(PHILOSOPHY, ROME and its EMPIRE – continued)
Amid the variety of attitudes among the Romans was that of their distinguished poet T. Lucretius Carus. He was a contemporary of Julius Caesar, having lived from around 99 BCE to his death around 54 BCE. At this time there was a plague in Athens and his writing came to a sudden end. Lucretius denounced conventional morality and the traditional mythology that he believed supported it. He was anti-establishment. He turned in disgust from the strife he found in Rome and found solace in Epicureanism. He had the Epicurean's awe for the beauties of nature. He wrote a book titled On the Nature of Things (De Rerum Natura), which described the ideas of Democritus and Epicurus. The Epicurean view was empirical – basically scientific, at odds with the view of magic by the gods that was a part of establishment beliefs. Lucretius described death as including the dissipation of mind rather than our minds living on in torment in hell or wherever. He described neither the mind nor spirit surviving independent of the body.
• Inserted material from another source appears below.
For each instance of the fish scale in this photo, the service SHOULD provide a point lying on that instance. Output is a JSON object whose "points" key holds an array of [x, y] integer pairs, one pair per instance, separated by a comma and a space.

Another contemporary, the notorious Stoic philosopher-politician Cicero (106-43 BCE) wrote that: "The poems of Lucretius ... exhibit many flashes of genius, and yet show great mastership." The poet Virgil (70-19 BCE) was referring to Lucretius when he wrote, "Happy is he who has discovered the causes of things and has cast beneath his feet all fears, unavoidable fate, and the din of the devouring Underworld."
Lucretius was the first writer to introduce Roman readers to Epicurean philosophy. Knowledge of Epicurean philosophy would pass into modernity from a German monastery's copy of On the Nature of Things, which was discovered by a former papal secretary, Poggio Bracciolini, who was searching monasteries in Germany and Switzerland for forgotten scripts. This was described by Stephen Greenblatt in his book, The Swerve: How the World Became Modern.